I'm puzzled by a few aspects:
Firstly, why do both Yi-34B and Yi-34B-200k have such large rope_theta values (5,000,000 and 10,000,000 respectively) in their config.json files? Moreover, before the latest update, Yi-34B-200k even shared the same rope_theta value as Yi-34B. Typically, in line with other open-source projects, shouldn't the rope_theta of a base model be around 10,000? I'm also keen to understand the rope_theta values and training seq_len used during the pre-training and window extrapolation stages for the Yi-34B(-200k) model. Unfortunately, this information wasn't provided in the recently-released technical report.

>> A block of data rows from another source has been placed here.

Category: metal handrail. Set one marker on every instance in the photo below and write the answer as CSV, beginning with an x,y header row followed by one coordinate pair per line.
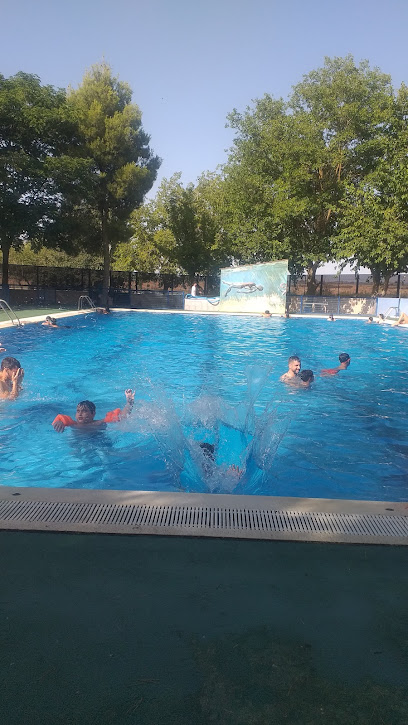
x,y
12,315
85,298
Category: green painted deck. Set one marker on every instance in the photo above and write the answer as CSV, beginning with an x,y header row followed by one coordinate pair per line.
x,y
108,630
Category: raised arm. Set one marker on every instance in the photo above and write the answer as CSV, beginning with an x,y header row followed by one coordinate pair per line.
x,y
130,399
16,383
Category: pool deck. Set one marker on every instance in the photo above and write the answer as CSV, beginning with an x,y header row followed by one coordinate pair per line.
x,y
142,630
205,610
203,515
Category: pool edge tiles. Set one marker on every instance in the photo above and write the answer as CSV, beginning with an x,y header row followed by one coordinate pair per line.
x,y
204,515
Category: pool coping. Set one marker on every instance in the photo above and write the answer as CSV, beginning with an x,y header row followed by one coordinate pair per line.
x,y
203,515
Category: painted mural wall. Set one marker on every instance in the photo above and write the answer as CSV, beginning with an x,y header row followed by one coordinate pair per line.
x,y
254,288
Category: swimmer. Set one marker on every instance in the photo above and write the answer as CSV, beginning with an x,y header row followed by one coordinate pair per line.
x,y
345,361
306,378
50,322
294,366
402,320
85,414
11,378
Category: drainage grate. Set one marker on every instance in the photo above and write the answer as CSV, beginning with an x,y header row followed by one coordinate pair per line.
x,y
198,520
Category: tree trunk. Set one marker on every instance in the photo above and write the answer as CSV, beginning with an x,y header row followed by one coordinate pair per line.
x,y
387,278
312,284
5,293
106,261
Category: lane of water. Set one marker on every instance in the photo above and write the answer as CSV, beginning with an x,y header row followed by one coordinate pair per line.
x,y
346,437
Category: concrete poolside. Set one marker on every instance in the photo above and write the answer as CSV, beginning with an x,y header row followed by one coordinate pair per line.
x,y
158,631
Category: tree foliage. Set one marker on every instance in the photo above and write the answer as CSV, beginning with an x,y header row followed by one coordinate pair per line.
x,y
292,161
37,163
123,167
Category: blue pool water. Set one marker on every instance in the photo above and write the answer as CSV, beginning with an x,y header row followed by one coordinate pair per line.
x,y
215,380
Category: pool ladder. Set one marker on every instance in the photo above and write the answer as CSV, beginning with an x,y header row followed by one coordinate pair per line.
x,y
85,298
11,314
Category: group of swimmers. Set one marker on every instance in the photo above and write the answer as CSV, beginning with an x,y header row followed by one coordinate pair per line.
x,y
304,378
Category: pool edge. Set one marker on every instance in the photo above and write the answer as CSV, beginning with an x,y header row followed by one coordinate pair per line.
x,y
203,515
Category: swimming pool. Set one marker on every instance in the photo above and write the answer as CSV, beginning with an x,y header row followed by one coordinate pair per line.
x,y
211,379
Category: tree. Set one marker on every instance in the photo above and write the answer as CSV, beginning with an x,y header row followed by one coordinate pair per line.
x,y
174,233
123,166
374,218
37,135
291,162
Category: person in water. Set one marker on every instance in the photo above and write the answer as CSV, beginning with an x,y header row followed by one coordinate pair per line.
x,y
50,322
11,378
85,415
294,366
344,359
402,320
306,378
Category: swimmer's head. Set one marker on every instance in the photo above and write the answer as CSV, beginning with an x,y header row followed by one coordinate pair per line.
x,y
344,358
294,363
306,376
85,412
9,364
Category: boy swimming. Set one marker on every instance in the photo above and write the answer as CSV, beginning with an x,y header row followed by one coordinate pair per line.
x,y
85,414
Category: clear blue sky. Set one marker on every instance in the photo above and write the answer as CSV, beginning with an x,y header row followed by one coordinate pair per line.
x,y
190,62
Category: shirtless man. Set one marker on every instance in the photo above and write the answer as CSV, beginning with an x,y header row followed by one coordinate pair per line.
x,y
294,366
306,378
85,414
344,359
11,378
403,320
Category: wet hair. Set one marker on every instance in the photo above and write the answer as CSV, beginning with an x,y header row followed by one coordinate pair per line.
x,y
9,363
87,405
208,450
306,375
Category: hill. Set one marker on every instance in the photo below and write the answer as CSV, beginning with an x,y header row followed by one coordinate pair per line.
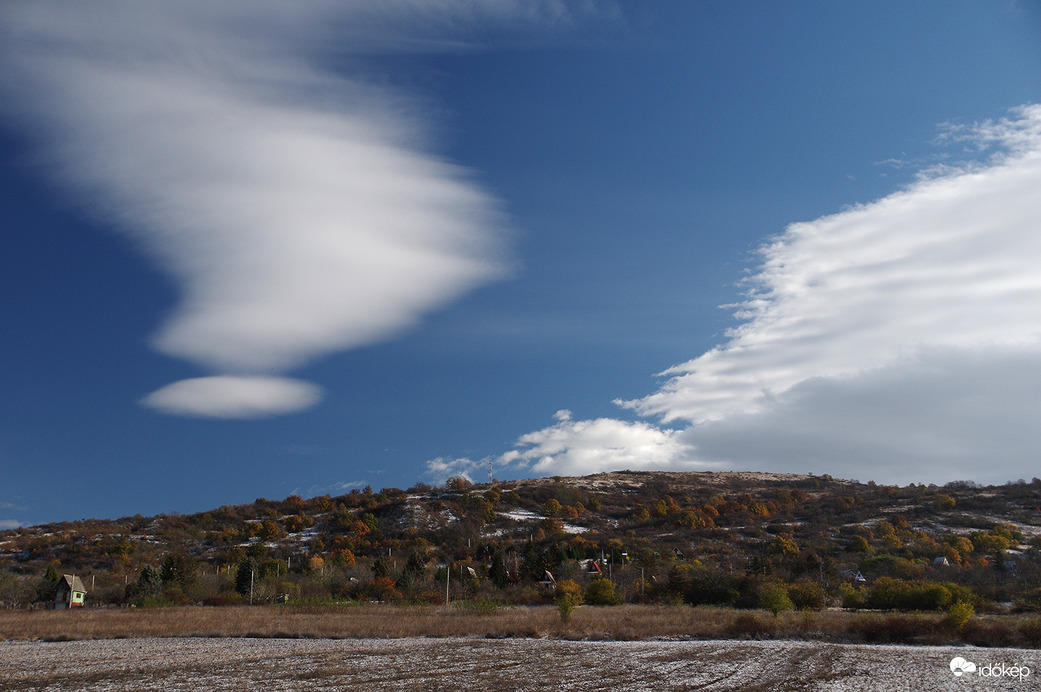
x,y
730,538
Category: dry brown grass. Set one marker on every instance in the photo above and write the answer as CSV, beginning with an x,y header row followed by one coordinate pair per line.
x,y
384,621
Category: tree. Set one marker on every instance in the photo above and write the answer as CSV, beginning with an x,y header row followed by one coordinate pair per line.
x,y
246,575
568,597
149,582
601,592
498,573
180,569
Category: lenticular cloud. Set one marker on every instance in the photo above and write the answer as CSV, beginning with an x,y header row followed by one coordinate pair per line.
x,y
897,341
294,206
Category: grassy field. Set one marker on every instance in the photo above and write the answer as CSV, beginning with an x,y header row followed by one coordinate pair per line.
x,y
617,622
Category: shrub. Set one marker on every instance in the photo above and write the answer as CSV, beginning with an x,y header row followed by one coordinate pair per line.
x,y
775,598
568,597
958,614
1031,630
807,595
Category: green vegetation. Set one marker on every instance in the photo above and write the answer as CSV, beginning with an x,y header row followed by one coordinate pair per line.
x,y
738,540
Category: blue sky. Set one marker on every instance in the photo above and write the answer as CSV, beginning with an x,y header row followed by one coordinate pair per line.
x,y
254,250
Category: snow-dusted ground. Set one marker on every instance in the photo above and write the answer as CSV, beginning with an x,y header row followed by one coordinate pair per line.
x,y
511,664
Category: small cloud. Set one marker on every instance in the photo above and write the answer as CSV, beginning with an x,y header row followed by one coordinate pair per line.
x,y
895,340
234,396
348,485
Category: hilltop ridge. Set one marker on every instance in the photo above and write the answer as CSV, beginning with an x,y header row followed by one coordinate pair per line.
x,y
696,536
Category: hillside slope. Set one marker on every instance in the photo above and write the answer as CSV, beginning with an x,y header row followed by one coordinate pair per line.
x,y
700,537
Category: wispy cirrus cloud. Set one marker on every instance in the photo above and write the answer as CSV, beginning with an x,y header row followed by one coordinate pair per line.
x,y
297,205
897,340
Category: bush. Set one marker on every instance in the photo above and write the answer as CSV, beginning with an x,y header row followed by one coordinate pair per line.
x,y
568,597
958,614
775,598
807,595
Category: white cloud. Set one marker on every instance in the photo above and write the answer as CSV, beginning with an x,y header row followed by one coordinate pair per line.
x,y
896,341
297,208
234,396
950,262
578,447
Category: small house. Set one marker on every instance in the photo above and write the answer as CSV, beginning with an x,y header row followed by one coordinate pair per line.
x,y
71,592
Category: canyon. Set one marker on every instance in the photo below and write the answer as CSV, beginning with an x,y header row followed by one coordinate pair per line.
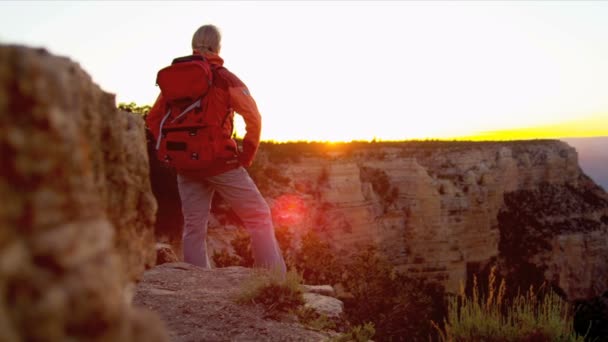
x,y
82,208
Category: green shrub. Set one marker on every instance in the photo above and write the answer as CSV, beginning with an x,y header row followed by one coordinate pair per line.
x,y
400,307
224,259
278,294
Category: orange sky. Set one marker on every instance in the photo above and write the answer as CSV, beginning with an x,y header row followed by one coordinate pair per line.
x,y
356,70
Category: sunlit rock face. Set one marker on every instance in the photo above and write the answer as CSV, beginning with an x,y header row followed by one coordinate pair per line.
x,y
443,210
76,209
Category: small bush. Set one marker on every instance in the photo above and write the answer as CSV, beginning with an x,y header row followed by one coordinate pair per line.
x,y
278,294
529,317
316,262
224,259
358,333
242,247
315,321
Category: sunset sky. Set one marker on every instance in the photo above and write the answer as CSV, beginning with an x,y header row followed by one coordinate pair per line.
x,y
356,70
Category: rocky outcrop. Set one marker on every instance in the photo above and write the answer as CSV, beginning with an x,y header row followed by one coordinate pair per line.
x,y
77,211
200,305
442,210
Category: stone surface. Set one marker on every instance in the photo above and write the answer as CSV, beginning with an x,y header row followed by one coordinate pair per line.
x,y
165,254
200,305
77,212
325,305
326,290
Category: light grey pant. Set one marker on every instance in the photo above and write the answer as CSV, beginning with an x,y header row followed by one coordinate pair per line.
x,y
241,193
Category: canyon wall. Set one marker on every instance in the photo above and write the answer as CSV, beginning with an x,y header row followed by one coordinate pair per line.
x,y
442,210
76,209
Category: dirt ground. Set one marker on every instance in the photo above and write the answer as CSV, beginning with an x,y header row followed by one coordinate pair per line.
x,y
198,305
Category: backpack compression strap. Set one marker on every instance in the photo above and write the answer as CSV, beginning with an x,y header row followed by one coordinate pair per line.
x,y
196,104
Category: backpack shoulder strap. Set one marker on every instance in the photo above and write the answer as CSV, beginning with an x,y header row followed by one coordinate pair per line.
x,y
190,58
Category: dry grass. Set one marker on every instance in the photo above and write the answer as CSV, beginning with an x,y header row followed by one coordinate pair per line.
x,y
528,317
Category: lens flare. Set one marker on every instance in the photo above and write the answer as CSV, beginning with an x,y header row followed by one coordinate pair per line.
x,y
288,210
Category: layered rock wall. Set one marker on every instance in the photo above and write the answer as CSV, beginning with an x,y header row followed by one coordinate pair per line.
x,y
76,209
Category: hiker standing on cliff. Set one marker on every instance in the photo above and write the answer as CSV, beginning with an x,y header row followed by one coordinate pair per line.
x,y
224,172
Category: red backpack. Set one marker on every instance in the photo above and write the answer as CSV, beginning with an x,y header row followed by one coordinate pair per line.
x,y
190,137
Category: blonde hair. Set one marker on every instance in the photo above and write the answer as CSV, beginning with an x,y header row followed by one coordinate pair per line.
x,y
207,39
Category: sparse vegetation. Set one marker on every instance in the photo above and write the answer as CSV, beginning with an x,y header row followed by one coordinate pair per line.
x,y
533,316
316,261
358,333
313,320
133,107
278,294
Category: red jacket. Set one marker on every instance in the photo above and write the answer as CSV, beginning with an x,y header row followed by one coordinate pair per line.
x,y
227,95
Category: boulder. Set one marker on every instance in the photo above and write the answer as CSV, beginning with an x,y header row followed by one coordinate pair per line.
x,y
77,211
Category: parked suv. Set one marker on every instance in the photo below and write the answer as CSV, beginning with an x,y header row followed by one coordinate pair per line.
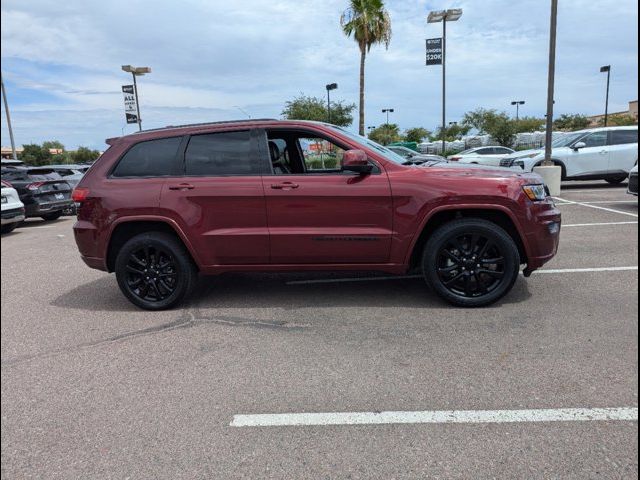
x,y
160,206
595,154
44,193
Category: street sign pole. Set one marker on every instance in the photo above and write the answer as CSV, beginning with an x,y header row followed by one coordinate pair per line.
x,y
444,82
135,90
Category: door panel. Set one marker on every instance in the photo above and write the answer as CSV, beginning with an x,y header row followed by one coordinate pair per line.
x,y
329,218
225,217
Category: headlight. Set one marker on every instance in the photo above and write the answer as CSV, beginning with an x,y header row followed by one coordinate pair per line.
x,y
536,193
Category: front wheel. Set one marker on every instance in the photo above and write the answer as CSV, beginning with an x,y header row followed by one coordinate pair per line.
x,y
471,262
155,271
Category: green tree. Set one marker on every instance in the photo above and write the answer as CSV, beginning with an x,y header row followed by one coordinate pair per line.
x,y
417,134
571,122
386,134
619,121
313,108
34,154
368,22
84,155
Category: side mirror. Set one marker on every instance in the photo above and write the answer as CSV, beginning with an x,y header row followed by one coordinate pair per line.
x,y
356,161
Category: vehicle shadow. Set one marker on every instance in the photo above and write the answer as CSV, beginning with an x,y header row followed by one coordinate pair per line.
x,y
263,290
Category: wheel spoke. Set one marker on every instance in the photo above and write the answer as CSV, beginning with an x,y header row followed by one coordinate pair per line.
x,y
454,279
492,273
131,269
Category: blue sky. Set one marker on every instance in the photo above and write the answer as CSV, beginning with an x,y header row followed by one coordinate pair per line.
x,y
61,61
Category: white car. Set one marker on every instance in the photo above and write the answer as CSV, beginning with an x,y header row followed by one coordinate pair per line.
x,y
482,155
12,208
632,188
607,153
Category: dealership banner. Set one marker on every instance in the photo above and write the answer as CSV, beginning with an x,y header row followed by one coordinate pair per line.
x,y
130,107
434,51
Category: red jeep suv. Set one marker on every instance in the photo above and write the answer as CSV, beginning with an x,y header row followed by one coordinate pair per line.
x,y
161,206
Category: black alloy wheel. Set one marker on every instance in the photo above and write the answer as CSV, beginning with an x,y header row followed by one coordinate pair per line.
x,y
471,262
155,271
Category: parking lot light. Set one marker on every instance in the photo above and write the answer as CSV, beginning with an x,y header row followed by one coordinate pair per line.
x,y
606,68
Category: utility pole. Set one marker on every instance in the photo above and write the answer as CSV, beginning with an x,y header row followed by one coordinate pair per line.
x,y
551,83
6,109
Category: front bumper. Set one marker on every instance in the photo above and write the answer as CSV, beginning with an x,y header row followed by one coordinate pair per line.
x,y
543,238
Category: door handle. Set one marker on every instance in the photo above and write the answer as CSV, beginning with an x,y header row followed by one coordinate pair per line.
x,y
284,186
182,186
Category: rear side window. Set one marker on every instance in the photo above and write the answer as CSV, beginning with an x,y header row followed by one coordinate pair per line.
x,y
623,137
154,158
227,153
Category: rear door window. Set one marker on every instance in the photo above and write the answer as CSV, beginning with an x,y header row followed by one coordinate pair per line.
x,y
219,154
624,137
154,158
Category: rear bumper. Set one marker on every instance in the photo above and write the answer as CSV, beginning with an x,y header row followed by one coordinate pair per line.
x,y
13,215
633,184
37,209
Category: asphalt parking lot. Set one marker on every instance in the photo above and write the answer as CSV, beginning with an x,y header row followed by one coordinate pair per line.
x,y
94,388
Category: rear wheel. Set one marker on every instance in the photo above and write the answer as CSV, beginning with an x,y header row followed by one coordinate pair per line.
x,y
154,271
52,216
471,262
9,227
616,180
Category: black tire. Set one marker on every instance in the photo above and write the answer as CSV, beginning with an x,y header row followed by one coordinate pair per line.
x,y
52,216
154,271
9,227
454,252
616,180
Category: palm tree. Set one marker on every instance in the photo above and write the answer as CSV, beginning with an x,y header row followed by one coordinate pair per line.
x,y
368,22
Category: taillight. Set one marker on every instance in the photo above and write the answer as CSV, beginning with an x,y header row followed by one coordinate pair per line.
x,y
80,194
34,185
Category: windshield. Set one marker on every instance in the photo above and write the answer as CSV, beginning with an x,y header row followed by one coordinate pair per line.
x,y
384,151
566,140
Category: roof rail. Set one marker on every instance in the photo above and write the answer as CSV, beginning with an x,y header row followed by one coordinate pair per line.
x,y
202,124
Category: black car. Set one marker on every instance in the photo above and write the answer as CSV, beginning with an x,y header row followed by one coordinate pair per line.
x,y
44,192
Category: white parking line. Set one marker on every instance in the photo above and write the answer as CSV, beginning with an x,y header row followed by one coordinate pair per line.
x,y
599,208
569,225
405,277
436,416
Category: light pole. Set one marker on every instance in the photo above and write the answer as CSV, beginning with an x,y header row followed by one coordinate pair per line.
x,y
444,16
551,82
6,109
517,103
606,68
329,87
136,71
387,111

Additionally, there might be a typo in your report. You mentioned:
We continue to pretrain the model on 5B tokens with a 4M batch size, which translates to 100 optimization steps.
However, shouldn't it be 5000M / 4M, resulting in 1250 steps?
Thank you.
@horiz94 In terms of the large rope_theta values, I can only say that it is a decision that we made after many trials and careful considerations. For any further information, I can only provide you as much as the report does.
In terms of the typo, you are right, I will take a look if there is anything our team can do about it as of now. Thank you for your support.